Players are advised to complete a warm-up routine before they play a full football match or before they take part in any intensive training exercise. Warming-up properly can help to reduce the risk of common football injuries because warming-up prepares the body for more intensive forms of exercise.

The Benefits of Warming-up

Warming-up properly helps to improve the body’s efficiency levels and helps to improve flexibility.

Raising the temperature of the limbs by between 1 and 2 degrees Celsius can help to make the muscles and tendons more extensible. This means that they are able to move more easily and they will have greater natural limits than cold muscles and tendons do. This helps to reduce the likelihood of picking up muscle strains during the exercise.

There is also increased blood and oxygen flow to the muscle tissue. The blood helps to carry vital nutrients and anti-oxidants around the body, so increasing the blood flow means that these can be transported more easily to where they are needed in the body.

Increasing the temperature of the body also causes a rise in metabolic activity and enzyme production which helps to improve the efficiency of vital muscle contractions. Certain pre-match warm-up activities can also help to activate neural pathways. This should help to speed up the player’s reaction times.

On another level, warming-up also helps to prepare players on a psychological level. Going through the motions with steady warm-up exercises allows players to get themselves into the right frame of mind before a match. Being mentally prepared for a game can make the difference between winning and losing.

Getting started

A good video to help you get started with warming-up exercises is shown below. They may have funny accents and call it soccer but they have even more good videos if you look through their youtube channel.

Pre-Match Warm-Up Suggestion

The team should begin their warm-up routine about 30 minutes before the match is due to start. This will give them time to cover various different disciplines as part of the warm-up.

The first stage of the warm-up should be a light form of aerobic exercise, such as jogging. Starting with a light jog and building up towards running at three-quarter pace will help to gradually raise the heart rate without putting too much stress on cold muscles.

Once the heart rate has been raised and the body temperature has started to rise, it will be time to start stretching out the vital muscles. Players are advised to stretch; thigh muscles, hamstrings, Achilles, gluteal, groin, abdominal muscles, shoulders, back, pectoral muscles, biceps, trunk, stomach, calf, and hip flexor muscles.
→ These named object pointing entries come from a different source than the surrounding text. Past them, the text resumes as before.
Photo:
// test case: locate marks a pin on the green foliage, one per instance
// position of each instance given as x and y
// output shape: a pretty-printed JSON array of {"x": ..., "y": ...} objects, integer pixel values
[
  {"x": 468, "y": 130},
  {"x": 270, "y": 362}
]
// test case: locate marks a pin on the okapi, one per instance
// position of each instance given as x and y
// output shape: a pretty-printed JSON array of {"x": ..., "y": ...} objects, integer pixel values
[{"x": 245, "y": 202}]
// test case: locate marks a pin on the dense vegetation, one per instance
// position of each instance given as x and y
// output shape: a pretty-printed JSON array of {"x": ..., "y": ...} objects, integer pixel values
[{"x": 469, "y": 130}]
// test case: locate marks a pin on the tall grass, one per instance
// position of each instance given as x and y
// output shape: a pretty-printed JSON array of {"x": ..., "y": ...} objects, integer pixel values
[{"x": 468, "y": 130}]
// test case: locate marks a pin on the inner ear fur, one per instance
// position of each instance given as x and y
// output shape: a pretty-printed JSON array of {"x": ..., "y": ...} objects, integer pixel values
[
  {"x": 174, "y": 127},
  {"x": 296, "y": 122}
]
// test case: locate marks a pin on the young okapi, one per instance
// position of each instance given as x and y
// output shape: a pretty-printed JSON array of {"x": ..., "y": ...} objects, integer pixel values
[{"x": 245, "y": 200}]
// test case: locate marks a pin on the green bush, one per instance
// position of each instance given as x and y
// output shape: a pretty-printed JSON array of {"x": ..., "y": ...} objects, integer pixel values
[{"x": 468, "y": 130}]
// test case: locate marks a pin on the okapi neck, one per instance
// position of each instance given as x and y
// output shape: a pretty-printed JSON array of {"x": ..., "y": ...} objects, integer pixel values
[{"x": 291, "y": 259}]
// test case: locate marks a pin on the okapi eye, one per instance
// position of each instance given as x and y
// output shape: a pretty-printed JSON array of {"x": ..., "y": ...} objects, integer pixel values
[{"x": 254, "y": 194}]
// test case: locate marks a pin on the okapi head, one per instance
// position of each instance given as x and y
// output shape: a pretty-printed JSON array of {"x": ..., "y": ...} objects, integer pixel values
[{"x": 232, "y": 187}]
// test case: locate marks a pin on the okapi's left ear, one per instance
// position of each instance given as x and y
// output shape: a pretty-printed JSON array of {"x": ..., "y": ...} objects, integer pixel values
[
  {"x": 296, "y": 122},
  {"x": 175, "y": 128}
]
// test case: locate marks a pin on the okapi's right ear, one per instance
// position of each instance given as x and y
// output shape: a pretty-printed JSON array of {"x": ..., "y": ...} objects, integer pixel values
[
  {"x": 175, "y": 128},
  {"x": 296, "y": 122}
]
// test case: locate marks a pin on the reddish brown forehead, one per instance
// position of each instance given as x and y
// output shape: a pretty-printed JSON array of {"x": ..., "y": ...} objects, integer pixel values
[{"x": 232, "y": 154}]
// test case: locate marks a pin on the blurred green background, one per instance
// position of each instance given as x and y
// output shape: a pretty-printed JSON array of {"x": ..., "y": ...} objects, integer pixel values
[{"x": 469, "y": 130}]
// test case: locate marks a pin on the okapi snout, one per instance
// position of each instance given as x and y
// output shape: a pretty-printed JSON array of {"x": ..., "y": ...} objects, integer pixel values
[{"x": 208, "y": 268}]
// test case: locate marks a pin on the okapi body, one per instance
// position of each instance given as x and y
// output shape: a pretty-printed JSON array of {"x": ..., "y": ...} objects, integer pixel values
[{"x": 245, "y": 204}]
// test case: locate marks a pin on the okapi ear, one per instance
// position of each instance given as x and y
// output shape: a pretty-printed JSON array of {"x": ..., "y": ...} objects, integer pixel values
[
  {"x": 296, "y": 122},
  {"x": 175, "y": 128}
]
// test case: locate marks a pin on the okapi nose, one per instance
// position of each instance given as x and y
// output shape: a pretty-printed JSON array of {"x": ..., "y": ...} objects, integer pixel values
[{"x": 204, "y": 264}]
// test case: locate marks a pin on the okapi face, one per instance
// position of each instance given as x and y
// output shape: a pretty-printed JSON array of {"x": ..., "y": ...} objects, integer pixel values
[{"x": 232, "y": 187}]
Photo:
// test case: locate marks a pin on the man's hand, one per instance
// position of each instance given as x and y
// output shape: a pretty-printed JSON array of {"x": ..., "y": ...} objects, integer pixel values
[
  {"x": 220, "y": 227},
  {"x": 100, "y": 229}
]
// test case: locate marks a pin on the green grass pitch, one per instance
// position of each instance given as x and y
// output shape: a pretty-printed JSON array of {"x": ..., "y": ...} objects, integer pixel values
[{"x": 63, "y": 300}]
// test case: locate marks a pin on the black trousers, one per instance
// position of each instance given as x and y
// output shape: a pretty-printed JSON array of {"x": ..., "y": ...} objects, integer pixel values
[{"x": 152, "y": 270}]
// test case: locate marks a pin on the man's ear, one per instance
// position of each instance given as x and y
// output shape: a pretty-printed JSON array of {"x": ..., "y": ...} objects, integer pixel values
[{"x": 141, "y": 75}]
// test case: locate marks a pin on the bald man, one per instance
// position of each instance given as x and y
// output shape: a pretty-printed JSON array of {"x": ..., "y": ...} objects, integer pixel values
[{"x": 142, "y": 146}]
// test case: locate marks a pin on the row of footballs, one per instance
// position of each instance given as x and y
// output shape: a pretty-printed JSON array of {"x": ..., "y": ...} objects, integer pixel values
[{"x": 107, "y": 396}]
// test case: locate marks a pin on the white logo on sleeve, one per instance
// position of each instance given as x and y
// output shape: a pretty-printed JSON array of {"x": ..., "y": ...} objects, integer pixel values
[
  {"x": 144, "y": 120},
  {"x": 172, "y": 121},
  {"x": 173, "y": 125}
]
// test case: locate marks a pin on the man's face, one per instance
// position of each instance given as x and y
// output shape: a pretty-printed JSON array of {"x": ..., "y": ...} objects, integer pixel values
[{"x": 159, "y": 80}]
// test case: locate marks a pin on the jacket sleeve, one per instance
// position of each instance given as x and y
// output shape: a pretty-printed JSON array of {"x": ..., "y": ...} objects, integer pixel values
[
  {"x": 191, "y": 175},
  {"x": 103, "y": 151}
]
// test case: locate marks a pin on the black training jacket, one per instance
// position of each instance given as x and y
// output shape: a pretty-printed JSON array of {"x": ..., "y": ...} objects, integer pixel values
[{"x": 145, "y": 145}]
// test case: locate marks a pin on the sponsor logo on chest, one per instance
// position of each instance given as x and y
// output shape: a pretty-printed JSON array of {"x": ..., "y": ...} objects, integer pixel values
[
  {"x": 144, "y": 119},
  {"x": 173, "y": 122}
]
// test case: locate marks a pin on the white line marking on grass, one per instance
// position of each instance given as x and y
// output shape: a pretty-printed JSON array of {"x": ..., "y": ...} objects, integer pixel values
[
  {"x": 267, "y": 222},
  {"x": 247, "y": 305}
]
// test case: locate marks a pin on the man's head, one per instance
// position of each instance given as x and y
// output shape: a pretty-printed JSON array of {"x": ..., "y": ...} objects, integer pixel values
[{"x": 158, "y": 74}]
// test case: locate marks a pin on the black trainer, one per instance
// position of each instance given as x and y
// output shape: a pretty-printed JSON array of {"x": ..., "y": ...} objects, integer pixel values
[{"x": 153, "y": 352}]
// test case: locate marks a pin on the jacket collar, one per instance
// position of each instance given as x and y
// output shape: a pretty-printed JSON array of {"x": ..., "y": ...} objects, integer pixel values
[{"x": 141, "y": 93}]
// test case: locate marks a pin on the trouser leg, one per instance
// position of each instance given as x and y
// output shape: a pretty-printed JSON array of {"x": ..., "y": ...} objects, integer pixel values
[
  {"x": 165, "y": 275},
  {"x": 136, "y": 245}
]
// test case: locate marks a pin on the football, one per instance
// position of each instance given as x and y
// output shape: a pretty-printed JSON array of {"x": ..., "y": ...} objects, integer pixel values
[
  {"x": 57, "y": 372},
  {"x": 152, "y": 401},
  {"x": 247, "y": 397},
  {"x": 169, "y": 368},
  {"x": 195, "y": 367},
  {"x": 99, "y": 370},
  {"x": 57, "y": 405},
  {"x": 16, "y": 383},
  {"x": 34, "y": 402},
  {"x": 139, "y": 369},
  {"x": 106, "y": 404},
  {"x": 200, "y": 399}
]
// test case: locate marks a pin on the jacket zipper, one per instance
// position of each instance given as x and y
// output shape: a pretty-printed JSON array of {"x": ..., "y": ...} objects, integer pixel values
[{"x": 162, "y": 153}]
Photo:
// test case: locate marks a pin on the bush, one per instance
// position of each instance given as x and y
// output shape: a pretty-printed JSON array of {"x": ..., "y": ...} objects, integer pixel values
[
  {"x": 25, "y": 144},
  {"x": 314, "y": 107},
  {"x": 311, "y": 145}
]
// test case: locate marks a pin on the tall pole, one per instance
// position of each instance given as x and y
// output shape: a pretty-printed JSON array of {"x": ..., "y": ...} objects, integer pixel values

There should be a little resistance when doing these stretches, but players should not stretch so much that it hurts.

After doing static stretches, players may want to try doing some mimicry stretches. These movements mimic the most common movements that the player is likely to perform during the game. A football or other prop should not be used during mimicry stretches.

Mimicry stretches help to strengthen neural pathways in the player, so that their reaction times will be improved during play.
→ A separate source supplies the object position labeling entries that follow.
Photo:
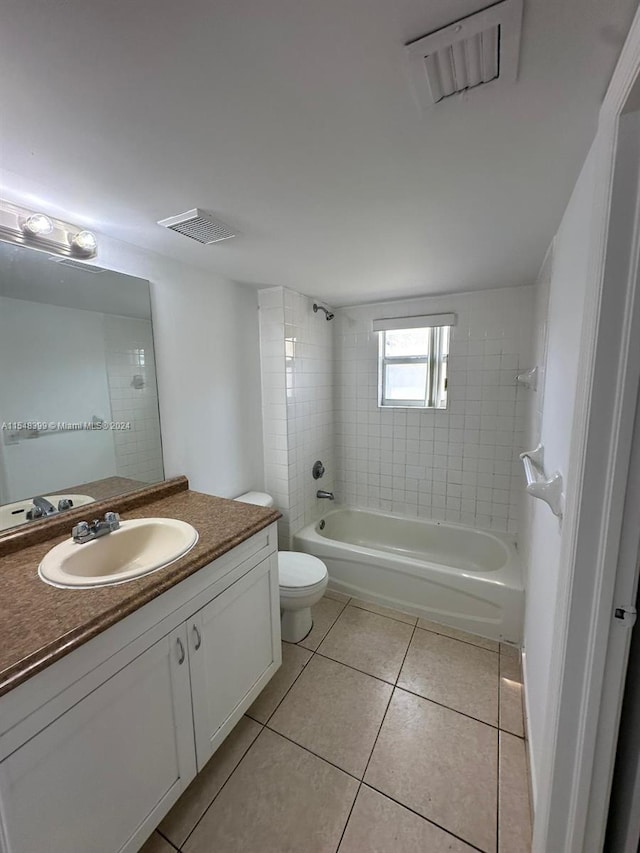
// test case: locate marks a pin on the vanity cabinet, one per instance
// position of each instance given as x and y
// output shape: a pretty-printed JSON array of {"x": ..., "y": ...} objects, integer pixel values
[
  {"x": 238, "y": 622},
  {"x": 96, "y": 768}
]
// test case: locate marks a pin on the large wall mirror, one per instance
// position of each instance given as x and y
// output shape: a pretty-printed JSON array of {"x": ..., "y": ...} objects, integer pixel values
[{"x": 78, "y": 395}]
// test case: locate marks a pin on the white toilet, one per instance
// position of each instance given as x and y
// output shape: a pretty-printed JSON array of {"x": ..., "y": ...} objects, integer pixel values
[{"x": 303, "y": 580}]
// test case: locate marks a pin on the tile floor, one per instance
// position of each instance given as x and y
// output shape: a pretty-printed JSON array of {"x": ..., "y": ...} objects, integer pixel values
[{"x": 380, "y": 733}]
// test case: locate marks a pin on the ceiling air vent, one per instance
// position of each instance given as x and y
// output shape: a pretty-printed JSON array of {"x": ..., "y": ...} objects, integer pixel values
[
  {"x": 199, "y": 225},
  {"x": 77, "y": 265},
  {"x": 480, "y": 50}
]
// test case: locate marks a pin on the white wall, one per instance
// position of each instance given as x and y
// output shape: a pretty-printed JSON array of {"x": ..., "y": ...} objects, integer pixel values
[
  {"x": 205, "y": 331},
  {"x": 564, "y": 325},
  {"x": 461, "y": 464},
  {"x": 206, "y": 339}
]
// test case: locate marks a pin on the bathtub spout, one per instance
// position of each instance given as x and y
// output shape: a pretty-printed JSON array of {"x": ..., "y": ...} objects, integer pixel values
[{"x": 327, "y": 495}]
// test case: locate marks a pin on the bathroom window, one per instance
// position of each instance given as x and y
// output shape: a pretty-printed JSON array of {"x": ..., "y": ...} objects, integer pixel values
[{"x": 413, "y": 366}]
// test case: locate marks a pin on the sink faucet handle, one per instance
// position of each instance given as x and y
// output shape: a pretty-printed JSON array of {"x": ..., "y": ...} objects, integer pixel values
[
  {"x": 80, "y": 529},
  {"x": 112, "y": 519}
]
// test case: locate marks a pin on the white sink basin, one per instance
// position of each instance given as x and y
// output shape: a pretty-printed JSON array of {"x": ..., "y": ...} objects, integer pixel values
[{"x": 137, "y": 548}]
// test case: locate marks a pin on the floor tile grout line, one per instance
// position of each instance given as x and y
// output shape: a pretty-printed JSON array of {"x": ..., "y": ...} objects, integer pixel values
[
  {"x": 418, "y": 814},
  {"x": 311, "y": 752},
  {"x": 288, "y": 690},
  {"x": 404, "y": 657},
  {"x": 353, "y": 805},
  {"x": 397, "y": 686},
  {"x": 355, "y": 669},
  {"x": 225, "y": 783},
  {"x": 498, "y": 794},
  {"x": 170, "y": 843},
  {"x": 458, "y": 640},
  {"x": 344, "y": 607}
]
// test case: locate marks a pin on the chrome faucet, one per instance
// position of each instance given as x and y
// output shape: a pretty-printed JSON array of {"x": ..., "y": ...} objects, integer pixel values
[
  {"x": 41, "y": 507},
  {"x": 85, "y": 532}
]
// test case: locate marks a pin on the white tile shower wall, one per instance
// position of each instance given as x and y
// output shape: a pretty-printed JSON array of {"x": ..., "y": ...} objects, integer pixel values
[
  {"x": 296, "y": 348},
  {"x": 274, "y": 406},
  {"x": 309, "y": 354},
  {"x": 133, "y": 391},
  {"x": 456, "y": 465},
  {"x": 535, "y": 399}
]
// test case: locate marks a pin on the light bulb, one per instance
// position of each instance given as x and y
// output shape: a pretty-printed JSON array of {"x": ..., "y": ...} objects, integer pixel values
[
  {"x": 37, "y": 225},
  {"x": 85, "y": 243}
]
The final stage of the warm-up should involve functional activities and should use props like a football.

These activities should be light versions of what is expected during the course of the game. They will help to prepare the player for the game but they will not waste too much energy.

The player may use the last few minutes before kick-off to rehydrate and take on valuable nutrients for the game. The players should also know where their water bottles or sports drinks are, so that they are able to rehydrate sufficiently during the course of the match.


During half-time, the player must take care to balance a short period of recovery with the need to prevent their muscles from cooling down. Although the level of physical exertion which is required during the first half of a football match can help to keep the muscles warm for at least 45 minutes, the player should be aware of any conditions which may decrease the muscle temperature.

It is most important that players take on hydration and nutrition during this period. Most players will go through a miniature warm-up routine about 3 or 4 minutes before the second half kicks-off. This warm-up routine can help to reduce the likelihood of injuries occurring during the second half of the match.